Deux responsables de la Maison Blanche ont confirmé qu’Israël avait également accepté un cessez-le-feu de deux semaines et que les États-Unis cesseraient de bombarder l’Iran. Cependant, quelques minutes après l’annonce de Trump, l’armée israélienne a déclaré avoir détecté un lancement de missile depuis l’Iran vers son territoire.

Trump, qui ces dernières semaines a fréquemment proféré des menaces avant de revenir sur celles-ci, a affirmé qu’il y avait des progrès entre les deux parties.

Il a déclaré que l’Iran avait présenté une proposition en 10 points qui constituait une « base viable » pour les négociations et espérait qu’un accord pourrait être « finalisé » pendant la période de cessez-le-feu de deux semaines.

L’Iran avait précédemment déclaré que ses plans pour mettre fin à la guerre incluaient la reconnaissance par les États-Unis du contrôle de Téhéran sur le détroit d’Ormuz et de son programme d’enrichissement d’uranium, ainsi que la levée de toutes les sanctions.
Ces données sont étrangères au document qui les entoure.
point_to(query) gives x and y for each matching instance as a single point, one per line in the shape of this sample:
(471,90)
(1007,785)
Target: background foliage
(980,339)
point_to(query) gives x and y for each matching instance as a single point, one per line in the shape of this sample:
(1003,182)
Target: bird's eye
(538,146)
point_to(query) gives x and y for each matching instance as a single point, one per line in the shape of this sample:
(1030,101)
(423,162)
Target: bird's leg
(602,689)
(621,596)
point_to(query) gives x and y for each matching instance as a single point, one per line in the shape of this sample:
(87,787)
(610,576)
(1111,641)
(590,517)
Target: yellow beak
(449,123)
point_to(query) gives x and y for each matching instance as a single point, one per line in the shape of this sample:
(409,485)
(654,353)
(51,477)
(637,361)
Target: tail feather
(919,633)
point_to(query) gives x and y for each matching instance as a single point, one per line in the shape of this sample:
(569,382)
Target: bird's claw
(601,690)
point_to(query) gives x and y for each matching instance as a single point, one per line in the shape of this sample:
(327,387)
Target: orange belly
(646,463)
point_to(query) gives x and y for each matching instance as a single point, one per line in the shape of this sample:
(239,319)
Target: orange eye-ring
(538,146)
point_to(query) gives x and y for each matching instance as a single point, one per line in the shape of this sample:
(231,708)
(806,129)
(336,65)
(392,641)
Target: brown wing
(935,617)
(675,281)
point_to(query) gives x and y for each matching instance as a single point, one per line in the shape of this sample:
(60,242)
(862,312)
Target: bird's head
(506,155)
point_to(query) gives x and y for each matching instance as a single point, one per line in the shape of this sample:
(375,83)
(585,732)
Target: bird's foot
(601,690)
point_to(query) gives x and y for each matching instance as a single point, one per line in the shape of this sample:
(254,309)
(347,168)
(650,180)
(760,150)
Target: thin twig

LE RÔLE DU PAKISTAN COMME MÉDIATEUR

Trump a déclaré que le cessez-le-feu était basé sur des discussions avec le Premier ministre pakistanais Shehbaz Sharif et le chef de l’armée Asim Munir, qui, selon lui, ont demandé aux États-Unis de « résister aux forces destructrices » prévues contre l’Iran.

Il a souligné que l’accord était conditionné à l’acceptation par l’Iran d’ouvrir le détroit d’Ormuz « pleinement, immédiatement et en toute sécurité ».

“Au nom des États-Unis, mais aussi au nom des pays du Moyen-Orient, c’est un honneur que ce problème de longue date soit sur le point d’être résolu”, a déclaré Trump.

Le Pakistan a confirmé que les États-Unis et l’Iran, ainsi que leurs alliés respectifs, étaient convenus d’un cessez-le-feu immédiat, notamment au Liban et dans d’autres régions.